A thousand cranes folded, being and sharing peace, a wish and a surprise

Susan Folds Peace Cranes, Jessi Helmrich, painter. Throwing a kiss to Jessi.

Three months ago I began packing for our trip to Cortona. I included in my luggage papers to fold peace cranes. I was just shy of a hundred to reach my goal of folding a thousand.

I began the crane-folding project four years ago after a call from Clare, Terry's sister, telling us that her breast cancer had metastasized to her lungs and bones.

I was not new to cancer. I was also in treatment and I'd been a caregiver to Terry through two diagnoses, one far-advanced. 

Clare's new diagnosis got my attention in a "wake-up, Susan" kind of way. I realized anew that I am a visitor on this beautiful planet for a short time. 

I can't remember the first crane I gave away. I just started doing it. I do know that I started folding to work with painful feelings around her diagnosis. As I fold, I use this sweet crane to become aware of my breath, breathing in and breathing out, giving attention to the gap between breaths. I think about all the people in the world who have cancer or love someone who is very ill. I'll breathe in my discomfort and heck, while I'm at it, I'll breathe in the discomfort of all others in a similar situation. I'll exhale comfort to them and myself. 

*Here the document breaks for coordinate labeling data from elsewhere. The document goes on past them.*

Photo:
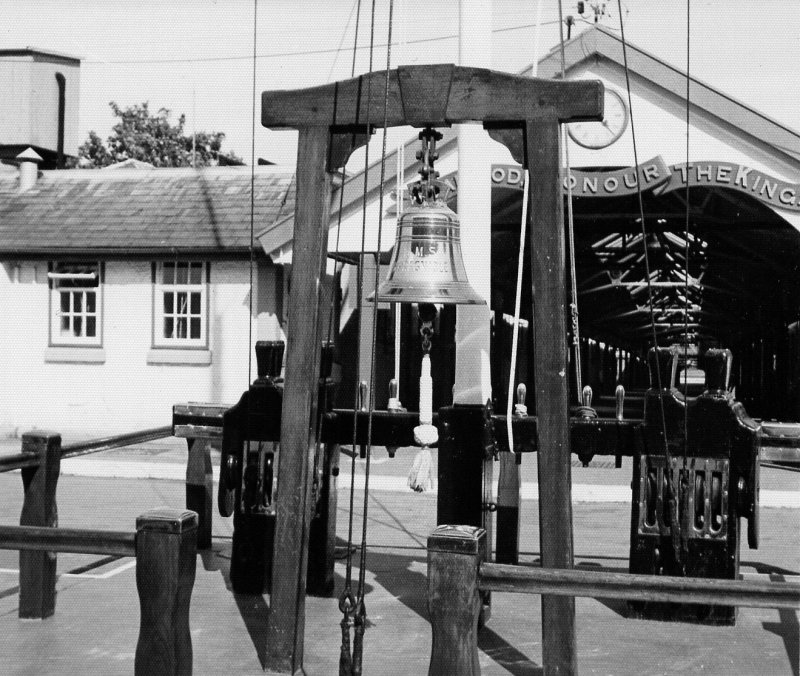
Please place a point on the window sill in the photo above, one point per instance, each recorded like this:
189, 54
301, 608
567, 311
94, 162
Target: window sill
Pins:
75, 355
179, 356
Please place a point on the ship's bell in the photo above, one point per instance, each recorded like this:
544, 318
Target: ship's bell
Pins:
426, 264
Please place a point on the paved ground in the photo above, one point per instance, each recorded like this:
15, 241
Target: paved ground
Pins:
95, 627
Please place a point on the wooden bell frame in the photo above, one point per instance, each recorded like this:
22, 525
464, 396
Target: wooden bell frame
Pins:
524, 115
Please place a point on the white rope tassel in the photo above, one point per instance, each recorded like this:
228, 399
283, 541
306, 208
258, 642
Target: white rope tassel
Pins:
420, 478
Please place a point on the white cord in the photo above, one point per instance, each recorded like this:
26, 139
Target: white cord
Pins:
517, 302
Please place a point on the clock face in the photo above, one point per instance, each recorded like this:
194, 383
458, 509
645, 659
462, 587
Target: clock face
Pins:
602, 134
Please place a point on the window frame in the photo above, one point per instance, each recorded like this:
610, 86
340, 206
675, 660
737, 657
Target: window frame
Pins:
160, 314
58, 271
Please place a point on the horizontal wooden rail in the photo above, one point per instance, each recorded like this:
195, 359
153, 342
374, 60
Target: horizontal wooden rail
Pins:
705, 591
117, 441
20, 460
71, 540
459, 577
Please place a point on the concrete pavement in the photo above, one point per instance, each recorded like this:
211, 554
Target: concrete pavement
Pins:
95, 625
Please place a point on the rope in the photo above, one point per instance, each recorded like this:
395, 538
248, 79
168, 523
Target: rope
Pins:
252, 200
355, 605
684, 481
671, 497
573, 306
346, 600
517, 302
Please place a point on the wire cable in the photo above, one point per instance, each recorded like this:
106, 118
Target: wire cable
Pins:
671, 497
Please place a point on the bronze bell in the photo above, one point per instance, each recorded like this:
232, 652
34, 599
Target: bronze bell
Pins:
426, 264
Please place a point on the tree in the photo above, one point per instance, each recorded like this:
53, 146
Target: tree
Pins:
153, 138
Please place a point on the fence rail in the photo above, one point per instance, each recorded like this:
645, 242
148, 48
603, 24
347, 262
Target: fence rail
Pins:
68, 540
9, 463
704, 591
459, 577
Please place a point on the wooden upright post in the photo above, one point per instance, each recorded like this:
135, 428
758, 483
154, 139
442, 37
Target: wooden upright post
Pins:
166, 560
550, 374
332, 121
37, 570
286, 623
455, 554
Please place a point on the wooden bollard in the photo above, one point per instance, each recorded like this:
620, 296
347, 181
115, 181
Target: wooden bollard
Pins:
37, 570
200, 488
455, 554
166, 554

The last crane is for Clare. The legend goes like this: after folding a thousand cranes a wish is granted. I'll give the crane and wish to Clare.

So who is the giver and who is the receiver? Here's what I'm learning. Life is give and take. Not give or take. So this means, each time I give a crane, I receive. I receive things such as smiles, comments, and hugs. A thousand times. Just imagine the joy. Gandhi says, "The fragrance remains in the hand that gives the rose." 

Project Cranes for Clare ends here in Cortona with a gift-twist. When I arrived in Italy, I gave cranes to students. Jessi Helmrich was one of those students. A few weeks later she said, "I've thought a lot about this. I would like to paint your portrait folding the cranes and memorialize this gift."

She did and then gave it to me after we arrived home.